The $7 billion deal in 1999 was one of several acquisitions Cisco made during the late 1990s involving companies in which Chambers and other Cisco officers and directors held stakes. The Cisco officials owned the stakes through personal investments in venture capital partnerships, including some tied to Cisco Vice Chairman Donald Valentine, a longtime Silicon Valley venture capitalist.
The valley's fast-paced entrepreneurial climate during the tech boom of the 1990s fostered tight relationships between venture capitalists, entrepreneurs and executives. But such dual-interest deals are drawing increased scrutiny as investors call for tighter controls on possible ethical conflicts of interest in the wake of scandals such as Enron.

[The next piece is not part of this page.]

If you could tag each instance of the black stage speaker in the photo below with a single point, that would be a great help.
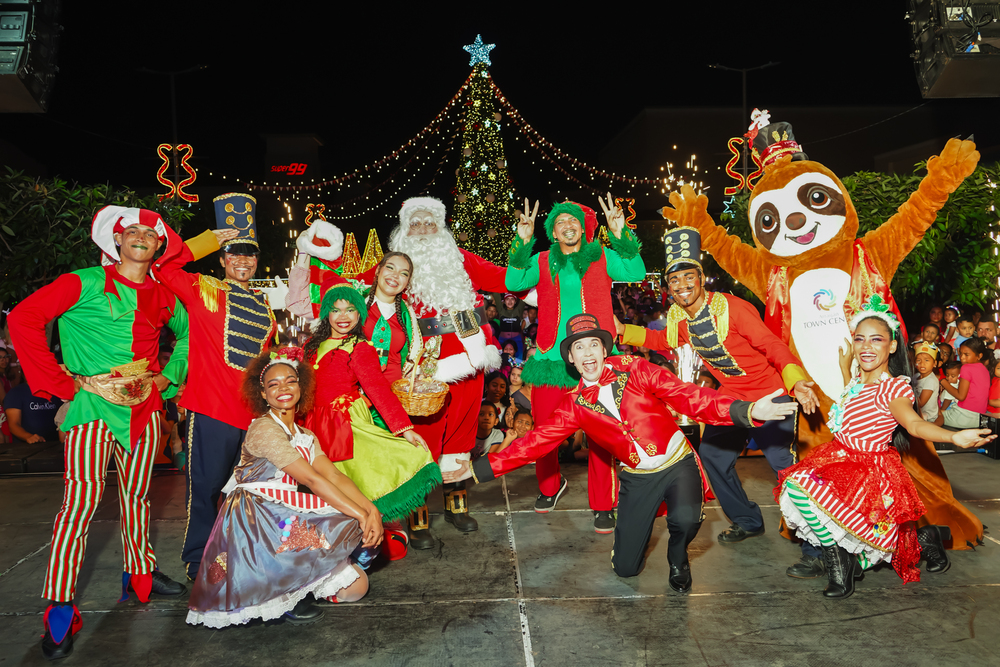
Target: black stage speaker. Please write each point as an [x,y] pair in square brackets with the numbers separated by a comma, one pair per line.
[957,50]
[29,43]
[992,449]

Cisco said its executives acted ethically and that personal gain had no bearing on its corporate deals. Chambers gave all the proceeds he received in such transactions to charity ``to avoid the appearance'' of any impropriety, said spokesman Steve Langdon.
But others say that when executives have a financial stake in both sides of a transaction, the potential risks to shareholders outweigh possible benefits. ``At least this behavior is insensitive and at worst perilous,'' said Nell Minow, editor of the Corporate Library, a Web site that tracks corporate governance issues.
Details of the transactions were first reported in the New York Post.